The episode originally aired on March 12, 2021.

=== Fashion ===
For the main stage, RuPaul wears a red dress, matching earrings, and a blonde wig. For the fashion show, Rosé (as Tina Burner) wears a colorful 1950s housewife-inspired outfit, red high-heeled shoes, and a large red wig. Tina Burner (as Rosé) has a short dress, tall black boots, and a large pink dress. Olivia Lux (as Denali) wears a short light purple dress with toile, pink high heels, and a long blonde ponytail. Denali (as Olivia Lux) has a long sequined gown and a short wig. Symone (as Utica Queen) wears a bodysuit described by Screen Rant as a "performance art piece", featuring a headpiece with flowers. Utica Queen (as Symone) has an outfit has an animal print, a gold tooth, and a blonde wig. Gottmik (as Kandy Muse) wears a bodysuit, red high heels, a hat with flames, sunglasses, and a long blonde wig. Kandy Muse (as Gottmik) has a black-and-white outfit with a collar, mismatched stockings, and a long yellow wig.

== Reception ==
Kate Kulzick of The A.V. Club gave the episode a rating of 'B+'. Paul McCallion of Vulture rated the episode four out of five stars.

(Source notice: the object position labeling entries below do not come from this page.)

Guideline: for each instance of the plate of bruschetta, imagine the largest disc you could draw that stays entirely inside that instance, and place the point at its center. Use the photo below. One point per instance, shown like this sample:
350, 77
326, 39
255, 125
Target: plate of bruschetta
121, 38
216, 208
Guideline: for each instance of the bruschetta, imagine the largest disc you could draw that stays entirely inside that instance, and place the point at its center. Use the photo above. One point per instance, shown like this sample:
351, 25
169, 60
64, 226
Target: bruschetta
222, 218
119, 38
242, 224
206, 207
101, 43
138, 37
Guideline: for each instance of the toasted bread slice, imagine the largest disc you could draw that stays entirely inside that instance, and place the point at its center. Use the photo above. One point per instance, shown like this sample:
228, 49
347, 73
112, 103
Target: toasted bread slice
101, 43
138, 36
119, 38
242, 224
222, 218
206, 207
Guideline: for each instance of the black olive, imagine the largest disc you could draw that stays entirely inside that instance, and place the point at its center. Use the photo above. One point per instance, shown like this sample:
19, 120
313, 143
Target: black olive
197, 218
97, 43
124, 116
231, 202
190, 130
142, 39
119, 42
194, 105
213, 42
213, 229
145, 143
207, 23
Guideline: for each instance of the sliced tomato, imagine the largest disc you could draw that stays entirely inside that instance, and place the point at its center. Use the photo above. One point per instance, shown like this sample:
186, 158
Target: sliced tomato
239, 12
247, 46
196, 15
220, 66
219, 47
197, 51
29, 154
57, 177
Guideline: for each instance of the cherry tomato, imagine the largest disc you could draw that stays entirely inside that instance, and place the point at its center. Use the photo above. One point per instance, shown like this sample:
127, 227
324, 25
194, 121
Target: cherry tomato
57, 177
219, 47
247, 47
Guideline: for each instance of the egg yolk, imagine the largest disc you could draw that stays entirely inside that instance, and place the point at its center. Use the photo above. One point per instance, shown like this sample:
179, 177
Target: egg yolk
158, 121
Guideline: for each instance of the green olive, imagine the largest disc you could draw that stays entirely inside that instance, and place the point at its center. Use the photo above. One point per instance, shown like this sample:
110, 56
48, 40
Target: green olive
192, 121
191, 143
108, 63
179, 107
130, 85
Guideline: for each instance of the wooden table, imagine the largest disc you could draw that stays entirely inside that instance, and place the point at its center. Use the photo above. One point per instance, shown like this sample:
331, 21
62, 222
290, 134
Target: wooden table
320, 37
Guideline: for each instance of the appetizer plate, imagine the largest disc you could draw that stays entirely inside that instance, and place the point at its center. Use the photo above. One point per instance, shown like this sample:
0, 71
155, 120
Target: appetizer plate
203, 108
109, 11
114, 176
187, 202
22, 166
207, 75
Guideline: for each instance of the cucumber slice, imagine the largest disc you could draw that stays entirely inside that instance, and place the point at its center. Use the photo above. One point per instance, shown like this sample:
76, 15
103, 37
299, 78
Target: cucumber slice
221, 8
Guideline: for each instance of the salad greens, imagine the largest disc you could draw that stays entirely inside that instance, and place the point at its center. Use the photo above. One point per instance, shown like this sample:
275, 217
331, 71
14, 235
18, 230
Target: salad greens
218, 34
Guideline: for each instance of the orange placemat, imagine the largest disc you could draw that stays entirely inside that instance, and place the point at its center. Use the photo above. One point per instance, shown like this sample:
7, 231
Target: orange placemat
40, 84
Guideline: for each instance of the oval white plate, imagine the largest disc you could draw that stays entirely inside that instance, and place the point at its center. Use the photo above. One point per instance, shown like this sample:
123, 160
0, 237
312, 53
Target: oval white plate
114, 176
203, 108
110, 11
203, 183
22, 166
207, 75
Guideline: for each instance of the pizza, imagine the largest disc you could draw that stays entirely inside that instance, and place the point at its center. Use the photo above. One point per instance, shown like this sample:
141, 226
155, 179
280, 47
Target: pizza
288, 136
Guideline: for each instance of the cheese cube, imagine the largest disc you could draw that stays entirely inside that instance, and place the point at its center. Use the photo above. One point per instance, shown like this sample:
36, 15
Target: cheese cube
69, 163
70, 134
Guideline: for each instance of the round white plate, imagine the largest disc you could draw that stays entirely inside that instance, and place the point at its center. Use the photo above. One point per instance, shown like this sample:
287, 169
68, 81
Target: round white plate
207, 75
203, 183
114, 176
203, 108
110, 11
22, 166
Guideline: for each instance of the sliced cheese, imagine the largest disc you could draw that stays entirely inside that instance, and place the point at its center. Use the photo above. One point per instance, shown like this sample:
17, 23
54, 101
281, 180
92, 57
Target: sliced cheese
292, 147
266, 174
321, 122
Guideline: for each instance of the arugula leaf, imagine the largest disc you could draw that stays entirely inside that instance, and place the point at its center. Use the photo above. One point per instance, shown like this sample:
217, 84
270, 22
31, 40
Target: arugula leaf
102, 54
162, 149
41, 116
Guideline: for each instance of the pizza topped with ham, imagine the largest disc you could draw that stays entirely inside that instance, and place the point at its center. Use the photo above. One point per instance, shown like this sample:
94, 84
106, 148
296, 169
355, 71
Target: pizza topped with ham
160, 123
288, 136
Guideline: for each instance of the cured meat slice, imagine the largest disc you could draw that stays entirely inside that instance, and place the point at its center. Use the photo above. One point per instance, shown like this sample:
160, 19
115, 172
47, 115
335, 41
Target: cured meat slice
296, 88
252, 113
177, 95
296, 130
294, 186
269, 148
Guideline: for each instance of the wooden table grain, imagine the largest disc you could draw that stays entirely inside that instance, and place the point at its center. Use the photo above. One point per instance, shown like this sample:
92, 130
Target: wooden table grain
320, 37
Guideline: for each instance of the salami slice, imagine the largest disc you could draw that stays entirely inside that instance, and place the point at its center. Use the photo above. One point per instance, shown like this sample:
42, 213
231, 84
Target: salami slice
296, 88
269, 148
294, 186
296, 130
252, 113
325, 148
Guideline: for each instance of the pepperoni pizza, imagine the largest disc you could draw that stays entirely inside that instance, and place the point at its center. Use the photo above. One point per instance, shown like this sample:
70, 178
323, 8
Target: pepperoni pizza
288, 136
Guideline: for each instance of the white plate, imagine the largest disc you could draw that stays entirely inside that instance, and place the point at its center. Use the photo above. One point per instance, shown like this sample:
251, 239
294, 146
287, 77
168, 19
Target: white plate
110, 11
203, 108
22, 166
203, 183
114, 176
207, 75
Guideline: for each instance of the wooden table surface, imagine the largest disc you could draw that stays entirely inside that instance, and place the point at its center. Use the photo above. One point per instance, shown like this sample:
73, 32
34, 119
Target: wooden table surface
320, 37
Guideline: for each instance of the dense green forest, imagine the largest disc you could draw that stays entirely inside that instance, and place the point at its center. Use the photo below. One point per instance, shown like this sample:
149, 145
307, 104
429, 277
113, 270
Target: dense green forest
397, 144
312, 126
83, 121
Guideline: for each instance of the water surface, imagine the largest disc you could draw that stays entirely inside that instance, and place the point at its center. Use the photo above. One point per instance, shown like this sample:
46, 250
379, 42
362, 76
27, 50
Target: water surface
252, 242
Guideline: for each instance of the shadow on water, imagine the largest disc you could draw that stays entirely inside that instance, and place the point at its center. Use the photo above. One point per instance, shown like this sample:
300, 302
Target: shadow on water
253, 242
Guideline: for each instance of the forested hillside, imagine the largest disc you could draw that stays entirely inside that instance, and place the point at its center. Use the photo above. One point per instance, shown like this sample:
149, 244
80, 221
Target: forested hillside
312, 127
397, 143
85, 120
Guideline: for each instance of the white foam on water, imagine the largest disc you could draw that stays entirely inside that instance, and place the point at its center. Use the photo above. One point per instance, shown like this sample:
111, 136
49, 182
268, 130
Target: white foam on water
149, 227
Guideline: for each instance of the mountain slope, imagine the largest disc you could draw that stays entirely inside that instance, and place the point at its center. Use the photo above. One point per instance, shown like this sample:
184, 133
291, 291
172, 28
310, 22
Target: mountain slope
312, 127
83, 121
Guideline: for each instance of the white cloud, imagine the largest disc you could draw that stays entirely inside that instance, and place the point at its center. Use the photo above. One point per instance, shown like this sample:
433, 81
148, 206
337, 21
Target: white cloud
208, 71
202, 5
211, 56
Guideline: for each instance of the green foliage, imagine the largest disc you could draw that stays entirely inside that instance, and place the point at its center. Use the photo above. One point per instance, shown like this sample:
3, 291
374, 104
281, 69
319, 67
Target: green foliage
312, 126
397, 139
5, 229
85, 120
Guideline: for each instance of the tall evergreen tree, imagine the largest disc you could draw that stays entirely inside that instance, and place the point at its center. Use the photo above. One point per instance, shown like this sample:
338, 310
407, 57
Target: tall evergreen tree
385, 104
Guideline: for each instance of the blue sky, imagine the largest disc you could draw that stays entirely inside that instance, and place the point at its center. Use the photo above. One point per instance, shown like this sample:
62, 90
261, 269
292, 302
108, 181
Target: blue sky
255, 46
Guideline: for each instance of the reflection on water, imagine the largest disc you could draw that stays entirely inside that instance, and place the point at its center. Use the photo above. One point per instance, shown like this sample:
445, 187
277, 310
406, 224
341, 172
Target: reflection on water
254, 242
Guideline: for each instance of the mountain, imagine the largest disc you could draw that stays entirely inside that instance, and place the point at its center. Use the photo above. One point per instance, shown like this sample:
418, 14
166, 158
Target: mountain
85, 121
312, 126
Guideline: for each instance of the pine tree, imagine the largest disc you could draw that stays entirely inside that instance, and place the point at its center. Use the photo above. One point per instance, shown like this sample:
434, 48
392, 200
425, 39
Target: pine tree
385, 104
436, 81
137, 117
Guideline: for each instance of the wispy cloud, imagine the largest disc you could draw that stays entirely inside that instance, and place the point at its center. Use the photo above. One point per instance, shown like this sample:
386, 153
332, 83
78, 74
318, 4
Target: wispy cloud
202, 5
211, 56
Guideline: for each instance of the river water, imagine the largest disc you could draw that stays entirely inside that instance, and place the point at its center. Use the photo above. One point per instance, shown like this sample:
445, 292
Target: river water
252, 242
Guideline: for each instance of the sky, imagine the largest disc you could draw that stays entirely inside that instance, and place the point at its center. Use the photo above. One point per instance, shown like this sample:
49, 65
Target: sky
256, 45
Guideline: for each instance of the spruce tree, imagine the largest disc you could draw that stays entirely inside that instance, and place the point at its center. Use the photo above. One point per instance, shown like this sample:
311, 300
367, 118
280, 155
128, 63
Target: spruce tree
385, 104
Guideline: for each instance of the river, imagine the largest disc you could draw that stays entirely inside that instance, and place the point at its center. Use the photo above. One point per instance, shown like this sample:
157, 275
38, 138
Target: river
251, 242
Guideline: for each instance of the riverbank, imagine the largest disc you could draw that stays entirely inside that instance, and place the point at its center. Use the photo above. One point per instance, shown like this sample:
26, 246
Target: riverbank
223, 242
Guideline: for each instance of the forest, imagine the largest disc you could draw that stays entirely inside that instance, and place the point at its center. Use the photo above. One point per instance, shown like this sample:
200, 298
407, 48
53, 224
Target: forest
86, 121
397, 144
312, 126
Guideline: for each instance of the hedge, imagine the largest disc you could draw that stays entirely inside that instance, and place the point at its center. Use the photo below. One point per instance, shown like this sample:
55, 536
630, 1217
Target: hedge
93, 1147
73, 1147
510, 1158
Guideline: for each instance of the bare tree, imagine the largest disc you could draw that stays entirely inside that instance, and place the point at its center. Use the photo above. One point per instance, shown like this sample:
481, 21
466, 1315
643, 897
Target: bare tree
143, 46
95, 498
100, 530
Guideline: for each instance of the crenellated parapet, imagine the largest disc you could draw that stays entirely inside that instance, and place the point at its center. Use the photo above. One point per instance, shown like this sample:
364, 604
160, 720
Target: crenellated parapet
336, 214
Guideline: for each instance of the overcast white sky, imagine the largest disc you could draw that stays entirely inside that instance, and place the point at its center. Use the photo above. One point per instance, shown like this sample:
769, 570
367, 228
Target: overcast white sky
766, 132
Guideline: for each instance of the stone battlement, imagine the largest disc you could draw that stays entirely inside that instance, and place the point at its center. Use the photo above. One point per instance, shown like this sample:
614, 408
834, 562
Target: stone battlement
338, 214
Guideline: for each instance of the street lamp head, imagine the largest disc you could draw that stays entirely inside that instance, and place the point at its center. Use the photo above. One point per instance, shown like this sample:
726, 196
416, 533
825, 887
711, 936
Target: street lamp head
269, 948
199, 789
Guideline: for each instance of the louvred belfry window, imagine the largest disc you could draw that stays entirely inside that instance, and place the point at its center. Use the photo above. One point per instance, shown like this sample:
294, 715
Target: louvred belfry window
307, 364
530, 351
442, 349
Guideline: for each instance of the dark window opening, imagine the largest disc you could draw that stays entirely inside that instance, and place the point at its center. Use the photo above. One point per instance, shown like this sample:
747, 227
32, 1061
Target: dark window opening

The website's Justin Curto said Denali "took us to church" during the lip-sync contest. Michael Cuby of Nylon said, " Denali undoubtedly brought some of her trademark energy. But in the end, she was no match for the body-twirling, hair-flipping, attitude-giving Olivia Lux." Jessica Jalali included Symone and Utica Queen in Screen Rants 2021 list of the show's ten best makeover challenge "transformations", writing: "Utica and Symone's drag personas and aesthetics could not be more different. However, opposites seemed to attract in this challenge where the team won."